Myopic was still unconscious when the ambulance took him away. We could all see plainly the sharp bulge where his broken collar bone protruded. Soon word arrived that he had recovered fully, but we never saw him again for his parents decided it best to take him out of school. It wasn’t doing him any good in any case. The story went that he suffered an innocent collision playing footy and it was never disputed.
It was 7am. The second wave of troops arrived on the shambles that was Omaha Beach. Men splashed ashore under the saturating fire of the enemy. Landing craft joined the ever-growing graveyard of wrecked, blazing hulks. Each wave of boats gave up its own bloody contribution to the incoming tide, and all along the crescent-shaped strip of beach dead Americans gently nudged each other in the water.

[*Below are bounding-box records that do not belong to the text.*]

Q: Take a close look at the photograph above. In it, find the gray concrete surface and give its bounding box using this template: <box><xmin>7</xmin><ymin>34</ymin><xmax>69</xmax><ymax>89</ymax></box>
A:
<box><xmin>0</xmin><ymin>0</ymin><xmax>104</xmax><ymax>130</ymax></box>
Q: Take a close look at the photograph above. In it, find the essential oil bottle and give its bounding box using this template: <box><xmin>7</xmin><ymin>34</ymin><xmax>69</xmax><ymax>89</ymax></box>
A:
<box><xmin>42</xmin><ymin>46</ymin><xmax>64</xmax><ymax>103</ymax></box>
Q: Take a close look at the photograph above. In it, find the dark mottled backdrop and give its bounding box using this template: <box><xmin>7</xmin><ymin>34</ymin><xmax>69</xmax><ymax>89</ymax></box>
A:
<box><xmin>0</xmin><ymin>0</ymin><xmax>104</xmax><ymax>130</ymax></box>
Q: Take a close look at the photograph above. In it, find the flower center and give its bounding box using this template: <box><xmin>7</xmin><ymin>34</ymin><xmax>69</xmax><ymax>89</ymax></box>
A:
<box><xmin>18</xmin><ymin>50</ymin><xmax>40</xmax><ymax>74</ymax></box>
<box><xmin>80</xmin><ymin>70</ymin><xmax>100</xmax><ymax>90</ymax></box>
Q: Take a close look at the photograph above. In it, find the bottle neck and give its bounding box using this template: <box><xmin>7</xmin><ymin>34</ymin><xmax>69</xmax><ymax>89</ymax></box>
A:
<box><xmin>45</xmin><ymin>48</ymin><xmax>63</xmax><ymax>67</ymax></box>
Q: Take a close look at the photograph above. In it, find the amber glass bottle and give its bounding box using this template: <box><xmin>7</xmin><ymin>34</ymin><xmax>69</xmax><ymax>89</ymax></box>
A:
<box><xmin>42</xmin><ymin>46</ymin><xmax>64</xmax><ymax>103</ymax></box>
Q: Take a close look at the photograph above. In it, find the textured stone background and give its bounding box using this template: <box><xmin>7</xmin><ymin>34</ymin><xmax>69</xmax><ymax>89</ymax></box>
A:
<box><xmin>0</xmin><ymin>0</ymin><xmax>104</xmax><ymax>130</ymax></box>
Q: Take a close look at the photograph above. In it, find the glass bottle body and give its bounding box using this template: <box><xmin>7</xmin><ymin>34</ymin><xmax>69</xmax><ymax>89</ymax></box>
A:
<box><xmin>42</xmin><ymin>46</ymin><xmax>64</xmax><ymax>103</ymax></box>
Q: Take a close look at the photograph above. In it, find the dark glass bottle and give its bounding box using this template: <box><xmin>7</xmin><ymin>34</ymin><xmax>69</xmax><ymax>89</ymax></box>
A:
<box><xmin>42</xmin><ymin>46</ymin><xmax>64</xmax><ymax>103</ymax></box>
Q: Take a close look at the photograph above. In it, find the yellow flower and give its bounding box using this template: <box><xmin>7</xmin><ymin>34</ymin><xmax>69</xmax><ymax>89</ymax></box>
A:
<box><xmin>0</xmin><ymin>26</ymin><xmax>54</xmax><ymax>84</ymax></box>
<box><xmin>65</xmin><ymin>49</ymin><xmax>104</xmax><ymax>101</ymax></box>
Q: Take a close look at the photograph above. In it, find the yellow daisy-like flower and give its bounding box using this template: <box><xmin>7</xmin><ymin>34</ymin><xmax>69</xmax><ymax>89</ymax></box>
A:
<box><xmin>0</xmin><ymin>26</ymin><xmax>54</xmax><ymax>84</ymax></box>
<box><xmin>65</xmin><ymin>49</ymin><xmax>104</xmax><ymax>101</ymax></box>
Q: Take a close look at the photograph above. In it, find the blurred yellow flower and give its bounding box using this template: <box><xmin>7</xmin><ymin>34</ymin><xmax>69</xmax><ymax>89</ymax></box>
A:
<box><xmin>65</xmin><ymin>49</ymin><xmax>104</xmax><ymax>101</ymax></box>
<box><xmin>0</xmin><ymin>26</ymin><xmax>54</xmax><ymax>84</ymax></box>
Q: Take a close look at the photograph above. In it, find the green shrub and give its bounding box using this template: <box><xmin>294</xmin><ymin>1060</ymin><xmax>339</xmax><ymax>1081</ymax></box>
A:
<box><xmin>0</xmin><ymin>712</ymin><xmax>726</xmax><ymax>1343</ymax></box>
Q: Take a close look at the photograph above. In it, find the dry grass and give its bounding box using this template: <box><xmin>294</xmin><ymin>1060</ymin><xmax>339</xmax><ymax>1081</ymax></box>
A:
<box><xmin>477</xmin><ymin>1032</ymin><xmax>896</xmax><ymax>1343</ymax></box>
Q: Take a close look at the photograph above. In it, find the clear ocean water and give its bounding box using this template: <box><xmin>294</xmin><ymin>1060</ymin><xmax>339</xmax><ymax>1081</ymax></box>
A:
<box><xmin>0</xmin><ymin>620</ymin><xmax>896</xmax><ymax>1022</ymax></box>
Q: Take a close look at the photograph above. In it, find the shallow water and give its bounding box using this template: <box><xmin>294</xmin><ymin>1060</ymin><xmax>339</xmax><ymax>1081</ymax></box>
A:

A film I saw with reluctance. I read The Longest Day and just plain didn’t want to see the movie when it was released despite the presence of John Wayne and lots of other favourite actors (how could they miss?) I think I had just seen one American war movie too many. Anyway, I knew it was in black and white, which was inappropriate to any epic. And I knew too that no movie could match the horror to be found in the book. I was right. The lack of colour made it seem like the same old WWII footage (despite the wide screen and thundering sound), Wayne was really the only performer big enough not to be swallowed by the enormity of the events, and there were no American bodies bumping gently against each other in the red water. There just wasn’t anything the film could do that the book didn’t take care of. Cornelius Ryan was very brave to take on such a huge subject and put it in such a small space.